I think most people will look at that and say she's more likely to be a liberal than a conservative, based on that alone.
Because it is about being
sex is progressive, isn't it?
Talking about sex is pretty progressive.
Sex is human.
It is.
But do you think most people who are right-leaning would talk talk about sex as much as I do?
Yeah, I mean, I've been to churches, all kinds of different churches that talk about it.
They just talk about it in a different way, but they,
you know,
but they would talk about it.
I mean, I'm not, you know, I would think if you're a
I was talking to somebody before you sat down.
Your credential of Playboy
says liberal yeah okay
you being
a scientist on sex does not say liberal to me so scientist
Playboy says liberal
so I mean science is science to me at least it's interesting to hear because I think for some people even science of sex will immediately go left-leaning
Perhaps because
of gender studies,
which is really unfortunate because that's not what I do.
Yeah.
I mean, you know, you, you,
you know, I think perhaps because it is something that is new
that it kind of would be lumped into that.

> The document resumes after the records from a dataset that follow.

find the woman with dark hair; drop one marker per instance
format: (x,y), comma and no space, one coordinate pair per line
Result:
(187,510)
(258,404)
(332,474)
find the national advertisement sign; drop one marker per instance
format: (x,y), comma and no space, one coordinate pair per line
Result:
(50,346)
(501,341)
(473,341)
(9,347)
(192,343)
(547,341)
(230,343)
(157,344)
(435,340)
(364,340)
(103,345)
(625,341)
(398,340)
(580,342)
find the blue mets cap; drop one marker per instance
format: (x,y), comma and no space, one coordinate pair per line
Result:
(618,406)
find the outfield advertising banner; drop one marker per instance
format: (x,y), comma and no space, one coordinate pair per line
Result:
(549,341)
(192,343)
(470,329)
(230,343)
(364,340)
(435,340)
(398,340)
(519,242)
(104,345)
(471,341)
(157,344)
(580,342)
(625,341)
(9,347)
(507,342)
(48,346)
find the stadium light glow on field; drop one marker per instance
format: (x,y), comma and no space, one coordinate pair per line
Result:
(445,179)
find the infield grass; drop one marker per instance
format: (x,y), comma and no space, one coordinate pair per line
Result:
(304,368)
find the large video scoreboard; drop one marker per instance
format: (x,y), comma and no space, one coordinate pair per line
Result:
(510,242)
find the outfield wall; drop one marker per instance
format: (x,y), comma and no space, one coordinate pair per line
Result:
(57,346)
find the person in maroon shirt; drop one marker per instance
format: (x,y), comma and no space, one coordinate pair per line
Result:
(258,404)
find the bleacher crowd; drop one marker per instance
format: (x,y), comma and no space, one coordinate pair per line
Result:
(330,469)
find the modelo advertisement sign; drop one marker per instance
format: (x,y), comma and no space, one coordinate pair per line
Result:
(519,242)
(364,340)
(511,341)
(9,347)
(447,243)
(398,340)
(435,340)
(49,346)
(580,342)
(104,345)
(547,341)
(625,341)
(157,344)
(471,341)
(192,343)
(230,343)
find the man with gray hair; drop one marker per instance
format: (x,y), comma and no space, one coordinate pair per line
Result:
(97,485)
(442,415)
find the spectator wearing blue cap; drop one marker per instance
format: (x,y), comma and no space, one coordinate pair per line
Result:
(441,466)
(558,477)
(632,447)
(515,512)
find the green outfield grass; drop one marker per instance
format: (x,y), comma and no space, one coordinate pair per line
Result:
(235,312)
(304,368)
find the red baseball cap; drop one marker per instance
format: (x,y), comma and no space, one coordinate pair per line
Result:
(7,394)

And I don't know how credible that is.
I mean, if you're looking at the brain lighting up, you're showing,
I'm assuming you're showing people images and you're seeing how it lights up.
Can you go through that?
Right.
So for my dissertation, I was using different types of brain imaging to look at the difference between men who were paraphilic and those who were not.
And so one of the methods I used was functional MRI.
So as you mentioned, brain activation, looking at differences.
It's an fMRI.
fMRI, yes.
And looking at differences in the brain and differences in terms of activation patterns between men who were kinky and men who were not kinky.
And
fMRI is, I mean,
yeah.
Yeah, it is.
Well
I don't
so when you but when you say liberal, are you a
because you're not a feminist?
No, I used to be a feminist.
I still think men and women should be equal, but I don't like that term anymore because I feel it stands for things that
say five years ago, if you were defending feminism, you could legitimately say, no, feminism is not about hating men.
Right.
Feminism is not science denial, but now it is.
It is.
Yeah.
So would you consider yourself a classic liberal?
You're just for
sure.
Yeah, I would say so.
I would say I've definitely moved more to the right in the last couple of years because I see more and more
that
the left has gone off the rails.
The far left is starting to encompass more and more of what it means to be a liberal, and I don't agree with that.
The far left is encompassing more what you think is a liberal?
I think so.
I'm hoping it's a face.
I'm thinking that they're embracing more of what it means to be a Stalinist.
Shout down, shut them up, or beat them up or kill them.
Be violent.
Yeah.
I mean,
that's not, to me, that's not liberalism.
No, but they are the loudest.
And I think when people, it could just be, you know, natural flux of time and things kind of wax and wane and come back and forth.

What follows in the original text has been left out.